Besides making your kids uncomfortable, mosquito bites can cause an allergic reaction in some children, resulting in welts, lesions, bruises, a burning, itching sensation or hives. In extreme cases, an allergy to mosquito bites causes anaphylaxis, a rare, serious condition that results in swelling in the throat and wheezing and requires immediate medical attention.
Mosquitoes also can carry viruses with even greater long-term consequences, such as malaria, dengue fever, encephalitis, yellow fever, West Nile virus and meningitis. While occurring rarely, these diseases are serious and life-threatening.
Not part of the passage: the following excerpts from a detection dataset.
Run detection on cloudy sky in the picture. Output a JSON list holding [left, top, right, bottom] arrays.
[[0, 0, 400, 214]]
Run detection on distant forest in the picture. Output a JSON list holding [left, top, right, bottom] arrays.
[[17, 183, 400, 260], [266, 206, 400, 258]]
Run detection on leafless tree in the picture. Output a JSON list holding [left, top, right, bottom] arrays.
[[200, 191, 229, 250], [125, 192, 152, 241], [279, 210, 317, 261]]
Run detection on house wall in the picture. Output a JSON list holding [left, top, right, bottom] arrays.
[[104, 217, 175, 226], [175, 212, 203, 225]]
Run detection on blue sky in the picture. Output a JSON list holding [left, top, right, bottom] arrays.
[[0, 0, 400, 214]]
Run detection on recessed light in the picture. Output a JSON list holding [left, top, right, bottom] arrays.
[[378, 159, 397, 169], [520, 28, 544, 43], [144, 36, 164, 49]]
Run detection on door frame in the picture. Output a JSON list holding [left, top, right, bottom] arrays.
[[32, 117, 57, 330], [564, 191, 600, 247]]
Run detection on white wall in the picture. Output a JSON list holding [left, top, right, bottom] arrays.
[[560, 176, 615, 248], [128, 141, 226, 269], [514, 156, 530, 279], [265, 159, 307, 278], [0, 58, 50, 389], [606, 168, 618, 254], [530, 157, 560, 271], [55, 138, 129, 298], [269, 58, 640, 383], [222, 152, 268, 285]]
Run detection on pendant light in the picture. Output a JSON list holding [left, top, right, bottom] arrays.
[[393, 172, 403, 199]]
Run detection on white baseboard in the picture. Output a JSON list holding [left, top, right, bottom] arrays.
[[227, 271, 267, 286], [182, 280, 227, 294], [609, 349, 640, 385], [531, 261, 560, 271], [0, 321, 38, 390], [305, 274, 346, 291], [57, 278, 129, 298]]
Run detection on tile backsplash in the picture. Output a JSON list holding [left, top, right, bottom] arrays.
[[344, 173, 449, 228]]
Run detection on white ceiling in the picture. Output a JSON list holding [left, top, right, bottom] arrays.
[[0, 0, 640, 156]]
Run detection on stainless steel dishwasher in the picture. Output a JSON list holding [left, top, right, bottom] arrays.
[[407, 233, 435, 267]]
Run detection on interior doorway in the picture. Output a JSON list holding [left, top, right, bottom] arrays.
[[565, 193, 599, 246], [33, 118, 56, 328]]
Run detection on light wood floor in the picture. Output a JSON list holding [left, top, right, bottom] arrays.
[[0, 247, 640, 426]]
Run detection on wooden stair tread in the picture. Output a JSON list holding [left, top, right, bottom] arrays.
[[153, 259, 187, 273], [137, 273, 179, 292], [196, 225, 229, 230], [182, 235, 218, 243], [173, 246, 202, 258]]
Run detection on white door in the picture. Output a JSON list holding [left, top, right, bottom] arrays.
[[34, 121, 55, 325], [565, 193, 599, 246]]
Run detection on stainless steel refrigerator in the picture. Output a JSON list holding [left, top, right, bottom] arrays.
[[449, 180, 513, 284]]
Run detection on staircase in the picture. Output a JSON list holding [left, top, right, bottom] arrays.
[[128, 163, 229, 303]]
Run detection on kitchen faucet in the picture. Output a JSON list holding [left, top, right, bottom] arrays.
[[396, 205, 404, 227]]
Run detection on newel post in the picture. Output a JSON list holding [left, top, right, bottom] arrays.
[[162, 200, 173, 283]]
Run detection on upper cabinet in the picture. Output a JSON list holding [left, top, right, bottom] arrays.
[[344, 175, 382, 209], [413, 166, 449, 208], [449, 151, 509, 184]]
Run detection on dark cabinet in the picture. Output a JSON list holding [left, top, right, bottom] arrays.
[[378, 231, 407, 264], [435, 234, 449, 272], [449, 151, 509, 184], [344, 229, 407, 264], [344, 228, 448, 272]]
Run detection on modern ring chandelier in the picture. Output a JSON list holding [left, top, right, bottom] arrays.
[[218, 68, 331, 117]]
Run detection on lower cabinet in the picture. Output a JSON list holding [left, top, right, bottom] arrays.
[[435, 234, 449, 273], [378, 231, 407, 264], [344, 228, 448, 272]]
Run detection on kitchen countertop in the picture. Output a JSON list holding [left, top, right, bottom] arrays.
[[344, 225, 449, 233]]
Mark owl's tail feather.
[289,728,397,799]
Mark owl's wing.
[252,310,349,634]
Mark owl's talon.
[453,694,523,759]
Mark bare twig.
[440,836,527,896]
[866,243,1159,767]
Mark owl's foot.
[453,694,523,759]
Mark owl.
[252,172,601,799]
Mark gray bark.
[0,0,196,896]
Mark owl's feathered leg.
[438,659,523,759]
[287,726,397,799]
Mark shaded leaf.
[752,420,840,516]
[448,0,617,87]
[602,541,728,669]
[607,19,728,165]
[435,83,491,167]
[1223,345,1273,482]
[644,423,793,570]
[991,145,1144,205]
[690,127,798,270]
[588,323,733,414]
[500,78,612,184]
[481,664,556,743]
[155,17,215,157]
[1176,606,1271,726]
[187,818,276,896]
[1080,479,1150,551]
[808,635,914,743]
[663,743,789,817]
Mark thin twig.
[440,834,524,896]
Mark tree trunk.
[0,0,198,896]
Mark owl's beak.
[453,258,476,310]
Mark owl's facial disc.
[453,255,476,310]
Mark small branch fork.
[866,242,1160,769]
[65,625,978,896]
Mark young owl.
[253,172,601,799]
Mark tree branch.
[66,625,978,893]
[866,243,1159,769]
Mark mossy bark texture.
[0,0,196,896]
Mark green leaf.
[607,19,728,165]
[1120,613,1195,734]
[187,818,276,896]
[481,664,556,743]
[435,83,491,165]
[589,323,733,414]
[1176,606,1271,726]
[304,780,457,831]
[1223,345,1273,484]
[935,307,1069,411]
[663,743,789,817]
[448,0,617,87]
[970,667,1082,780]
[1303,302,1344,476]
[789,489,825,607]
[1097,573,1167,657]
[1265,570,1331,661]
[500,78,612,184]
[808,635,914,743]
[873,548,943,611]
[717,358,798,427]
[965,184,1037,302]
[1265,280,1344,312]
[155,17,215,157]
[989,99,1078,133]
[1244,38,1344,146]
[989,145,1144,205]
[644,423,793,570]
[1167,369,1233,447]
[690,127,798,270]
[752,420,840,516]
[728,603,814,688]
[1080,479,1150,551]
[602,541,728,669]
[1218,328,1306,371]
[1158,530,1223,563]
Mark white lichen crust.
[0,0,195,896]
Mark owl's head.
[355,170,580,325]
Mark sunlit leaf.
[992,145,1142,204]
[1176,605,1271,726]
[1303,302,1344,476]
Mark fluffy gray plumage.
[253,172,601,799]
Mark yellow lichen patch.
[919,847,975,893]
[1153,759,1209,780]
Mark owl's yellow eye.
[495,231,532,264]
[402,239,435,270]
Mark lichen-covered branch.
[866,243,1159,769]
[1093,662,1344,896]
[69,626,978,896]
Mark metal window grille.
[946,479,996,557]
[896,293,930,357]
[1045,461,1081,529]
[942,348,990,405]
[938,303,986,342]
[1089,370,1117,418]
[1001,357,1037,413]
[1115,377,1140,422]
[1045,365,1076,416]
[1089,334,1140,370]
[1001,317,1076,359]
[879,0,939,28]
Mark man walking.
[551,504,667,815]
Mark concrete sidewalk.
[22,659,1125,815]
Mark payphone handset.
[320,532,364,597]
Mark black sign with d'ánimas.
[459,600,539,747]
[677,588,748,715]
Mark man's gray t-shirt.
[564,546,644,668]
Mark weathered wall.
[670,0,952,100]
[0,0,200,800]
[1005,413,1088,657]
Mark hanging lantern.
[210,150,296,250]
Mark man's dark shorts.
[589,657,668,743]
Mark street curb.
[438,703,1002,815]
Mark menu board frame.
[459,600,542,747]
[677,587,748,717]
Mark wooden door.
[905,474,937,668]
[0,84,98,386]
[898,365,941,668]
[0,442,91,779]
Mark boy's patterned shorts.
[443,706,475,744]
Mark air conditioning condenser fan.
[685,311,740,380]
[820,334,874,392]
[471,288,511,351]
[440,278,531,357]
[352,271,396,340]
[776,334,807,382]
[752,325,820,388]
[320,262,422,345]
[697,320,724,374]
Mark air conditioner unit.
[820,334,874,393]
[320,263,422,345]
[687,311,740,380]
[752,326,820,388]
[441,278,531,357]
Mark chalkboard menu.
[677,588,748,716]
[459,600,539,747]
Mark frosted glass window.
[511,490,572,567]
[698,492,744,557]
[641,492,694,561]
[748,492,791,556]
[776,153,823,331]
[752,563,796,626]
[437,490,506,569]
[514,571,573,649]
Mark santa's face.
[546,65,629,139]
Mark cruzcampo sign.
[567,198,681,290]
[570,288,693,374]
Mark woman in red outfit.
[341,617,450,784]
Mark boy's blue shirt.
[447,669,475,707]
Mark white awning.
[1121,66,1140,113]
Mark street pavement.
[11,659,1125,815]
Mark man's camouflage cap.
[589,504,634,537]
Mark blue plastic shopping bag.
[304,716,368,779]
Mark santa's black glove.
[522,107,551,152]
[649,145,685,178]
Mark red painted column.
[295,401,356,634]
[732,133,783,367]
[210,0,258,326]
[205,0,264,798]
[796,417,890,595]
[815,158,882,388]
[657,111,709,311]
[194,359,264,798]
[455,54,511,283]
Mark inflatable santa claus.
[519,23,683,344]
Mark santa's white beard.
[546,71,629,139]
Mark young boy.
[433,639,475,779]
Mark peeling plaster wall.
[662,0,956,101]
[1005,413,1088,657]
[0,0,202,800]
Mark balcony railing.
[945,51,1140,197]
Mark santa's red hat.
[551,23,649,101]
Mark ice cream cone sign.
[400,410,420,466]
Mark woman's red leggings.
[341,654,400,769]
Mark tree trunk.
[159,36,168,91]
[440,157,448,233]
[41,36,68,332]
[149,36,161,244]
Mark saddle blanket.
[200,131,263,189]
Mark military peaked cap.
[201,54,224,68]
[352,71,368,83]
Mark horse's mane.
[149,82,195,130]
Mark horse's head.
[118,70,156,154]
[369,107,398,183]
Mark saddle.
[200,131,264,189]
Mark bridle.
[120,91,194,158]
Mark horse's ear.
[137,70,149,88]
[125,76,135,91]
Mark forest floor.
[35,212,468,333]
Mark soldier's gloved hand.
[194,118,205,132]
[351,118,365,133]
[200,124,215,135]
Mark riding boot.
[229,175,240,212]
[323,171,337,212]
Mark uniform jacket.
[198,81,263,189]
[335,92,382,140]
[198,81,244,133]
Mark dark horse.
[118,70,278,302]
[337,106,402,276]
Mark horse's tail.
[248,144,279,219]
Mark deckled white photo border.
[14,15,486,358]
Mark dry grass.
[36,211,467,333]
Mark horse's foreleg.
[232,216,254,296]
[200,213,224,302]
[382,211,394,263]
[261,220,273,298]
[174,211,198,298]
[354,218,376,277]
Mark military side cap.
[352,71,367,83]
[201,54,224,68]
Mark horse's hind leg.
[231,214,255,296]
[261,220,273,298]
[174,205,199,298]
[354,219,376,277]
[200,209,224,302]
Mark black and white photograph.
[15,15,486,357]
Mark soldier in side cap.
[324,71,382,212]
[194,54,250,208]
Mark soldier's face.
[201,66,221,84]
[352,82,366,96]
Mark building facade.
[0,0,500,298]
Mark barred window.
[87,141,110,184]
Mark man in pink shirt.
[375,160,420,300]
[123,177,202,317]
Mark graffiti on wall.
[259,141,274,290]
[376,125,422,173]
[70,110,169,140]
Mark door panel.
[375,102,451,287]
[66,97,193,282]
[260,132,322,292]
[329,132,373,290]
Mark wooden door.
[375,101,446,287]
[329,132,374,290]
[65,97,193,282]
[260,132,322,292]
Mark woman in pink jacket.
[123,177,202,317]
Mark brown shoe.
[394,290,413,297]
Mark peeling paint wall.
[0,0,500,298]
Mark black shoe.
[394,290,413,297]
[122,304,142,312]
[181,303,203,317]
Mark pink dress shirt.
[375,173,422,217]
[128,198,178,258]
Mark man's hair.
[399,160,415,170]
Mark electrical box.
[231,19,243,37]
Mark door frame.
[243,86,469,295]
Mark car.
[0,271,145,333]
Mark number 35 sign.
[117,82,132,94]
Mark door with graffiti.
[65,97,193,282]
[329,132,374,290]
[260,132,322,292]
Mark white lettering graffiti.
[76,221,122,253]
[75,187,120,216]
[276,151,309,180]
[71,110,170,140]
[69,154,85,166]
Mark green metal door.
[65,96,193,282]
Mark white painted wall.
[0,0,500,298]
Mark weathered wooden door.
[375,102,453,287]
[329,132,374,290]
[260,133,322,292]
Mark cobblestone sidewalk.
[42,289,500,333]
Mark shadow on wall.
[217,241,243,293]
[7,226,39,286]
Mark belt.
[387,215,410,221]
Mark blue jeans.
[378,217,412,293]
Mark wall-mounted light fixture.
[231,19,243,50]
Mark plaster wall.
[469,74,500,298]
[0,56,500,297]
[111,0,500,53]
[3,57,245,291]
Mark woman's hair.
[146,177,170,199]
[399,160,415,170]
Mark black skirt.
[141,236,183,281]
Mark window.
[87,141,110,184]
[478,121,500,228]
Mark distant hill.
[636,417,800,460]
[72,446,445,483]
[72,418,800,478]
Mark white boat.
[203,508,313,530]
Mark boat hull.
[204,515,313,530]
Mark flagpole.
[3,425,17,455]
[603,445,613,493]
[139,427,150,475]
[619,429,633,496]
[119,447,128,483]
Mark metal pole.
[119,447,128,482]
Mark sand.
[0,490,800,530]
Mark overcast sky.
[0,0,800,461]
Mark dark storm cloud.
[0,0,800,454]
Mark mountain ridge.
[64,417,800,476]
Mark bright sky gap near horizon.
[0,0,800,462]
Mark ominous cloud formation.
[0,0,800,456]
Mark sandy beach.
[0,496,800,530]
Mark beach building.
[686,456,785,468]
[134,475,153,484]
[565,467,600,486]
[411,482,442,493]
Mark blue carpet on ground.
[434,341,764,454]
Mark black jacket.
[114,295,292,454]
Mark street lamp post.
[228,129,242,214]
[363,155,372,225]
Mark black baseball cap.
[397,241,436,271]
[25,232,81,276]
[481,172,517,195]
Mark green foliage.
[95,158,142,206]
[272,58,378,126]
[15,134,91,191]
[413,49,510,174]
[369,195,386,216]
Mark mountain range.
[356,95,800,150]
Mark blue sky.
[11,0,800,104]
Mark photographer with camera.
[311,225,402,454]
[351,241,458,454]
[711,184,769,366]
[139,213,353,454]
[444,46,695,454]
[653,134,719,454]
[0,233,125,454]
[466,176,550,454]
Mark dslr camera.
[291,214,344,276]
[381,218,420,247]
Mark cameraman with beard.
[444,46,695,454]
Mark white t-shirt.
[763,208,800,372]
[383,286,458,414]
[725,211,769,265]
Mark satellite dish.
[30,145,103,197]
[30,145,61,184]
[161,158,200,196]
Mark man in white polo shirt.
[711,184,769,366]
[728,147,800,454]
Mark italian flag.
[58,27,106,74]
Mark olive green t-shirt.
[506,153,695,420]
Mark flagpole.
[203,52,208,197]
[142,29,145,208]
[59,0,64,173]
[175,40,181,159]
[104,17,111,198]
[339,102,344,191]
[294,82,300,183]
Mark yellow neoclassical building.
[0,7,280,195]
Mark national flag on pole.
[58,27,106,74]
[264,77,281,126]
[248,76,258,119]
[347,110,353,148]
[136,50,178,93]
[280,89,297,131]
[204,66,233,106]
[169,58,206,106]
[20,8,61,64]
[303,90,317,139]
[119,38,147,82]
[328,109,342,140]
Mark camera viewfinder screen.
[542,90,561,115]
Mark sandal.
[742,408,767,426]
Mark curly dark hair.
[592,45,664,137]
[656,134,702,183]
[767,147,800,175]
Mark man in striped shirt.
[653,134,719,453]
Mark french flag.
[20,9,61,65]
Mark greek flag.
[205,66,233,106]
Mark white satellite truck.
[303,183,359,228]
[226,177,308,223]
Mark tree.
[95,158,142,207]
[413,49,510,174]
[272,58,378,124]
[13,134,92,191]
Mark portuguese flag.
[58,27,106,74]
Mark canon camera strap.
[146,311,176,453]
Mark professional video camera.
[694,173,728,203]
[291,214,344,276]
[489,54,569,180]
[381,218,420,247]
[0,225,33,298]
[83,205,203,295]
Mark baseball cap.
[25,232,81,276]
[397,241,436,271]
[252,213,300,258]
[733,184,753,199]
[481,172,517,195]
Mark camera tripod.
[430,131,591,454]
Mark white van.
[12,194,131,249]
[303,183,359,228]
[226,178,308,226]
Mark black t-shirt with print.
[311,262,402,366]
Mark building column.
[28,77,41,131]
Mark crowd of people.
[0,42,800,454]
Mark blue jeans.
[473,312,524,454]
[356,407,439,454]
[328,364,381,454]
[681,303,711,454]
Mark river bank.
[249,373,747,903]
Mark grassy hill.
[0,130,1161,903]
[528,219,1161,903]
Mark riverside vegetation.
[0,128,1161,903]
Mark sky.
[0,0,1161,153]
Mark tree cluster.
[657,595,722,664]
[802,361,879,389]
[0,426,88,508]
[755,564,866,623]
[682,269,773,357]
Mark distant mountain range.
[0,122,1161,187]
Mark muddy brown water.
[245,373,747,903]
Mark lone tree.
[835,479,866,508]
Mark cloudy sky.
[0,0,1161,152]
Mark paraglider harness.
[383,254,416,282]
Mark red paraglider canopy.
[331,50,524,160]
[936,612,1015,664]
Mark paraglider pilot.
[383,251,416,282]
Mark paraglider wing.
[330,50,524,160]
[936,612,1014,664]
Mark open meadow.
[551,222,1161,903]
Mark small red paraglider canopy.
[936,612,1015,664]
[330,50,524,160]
I have lots of patient visits over the summer about mosquito bites. Mosquitoes are more than just pests, but with correct preventative measures, the incidence of mosquito bites can be greatly reduced.
Here’s what parents can do:
- Dress all children in clothing that covers their arms and legs
- For infants and toddlers, use mosquito netting over their stroller.
- For children older than 2 months, use insect repellant containing DEET.
- Be sure your windows and doors have screens to keep pests out of the home.
- Empty containers of standing water – the mosquito breeding ground – around your house.
- See a pediatrician immediately if your child is bitten and then exhibits symptoms such as fever, wheezing, headache, body ache, nausea, rash or hives around the bite, sensitivity to light, confusion or muscle weakness in one area of the body.
For further information about UofL Pediatrics, visit the practice website. To learn more about Dr. Felton, visit her physician profile. If you don’t have a pediatrician, we would love to see you in one of our metro Louisville locations. You can request an appointment online, or call (502) 588-6000.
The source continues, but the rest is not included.